[0028] As previously described, the present invention proposes a target tracking method based on the task distinguishing and retrofitting a combination network, and the specific embodiment of the present invention will be described below with reference to the accompanying drawings.
[0029] (1) Overall process
[0030] The present invention proposes a task to distinguish the detection of the joint network to realize video multi-objective tracking. The task distinguishes the overall frame map of the joint network figure 1 As shown, three parts: (1) backbone network; (2) multi-feature fusion network; (3) multi-task branch. These three parts are also three steps of the present invention proposed.

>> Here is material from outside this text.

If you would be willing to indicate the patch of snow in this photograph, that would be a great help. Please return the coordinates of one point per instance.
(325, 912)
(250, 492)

[0031] For the current frame of the input, first utilize the DLA backbone network (such as attached figure 2 As shown) Extract sharing features for target detection tasks and target retrieve feature extraction tasks in images, the DLA can output a feature map of 1 to N. The lower the characterization of the lower layer, can better retain the low-level information in the original map, such as edge, texture, spatial distribution, etc., which is more advantageous for the target detection task that needs to be judged; the feature map space information of the higher layer is gradually lost. The high-level semantic information related to the re-identification task is gradually prominent, and it is more suitable for the confirmation of the target identity. Therefore, the present invention proposes to selectively learn the appropriate features based on the task characteristics, and use it as an input to subsequent multi-character fusion networks.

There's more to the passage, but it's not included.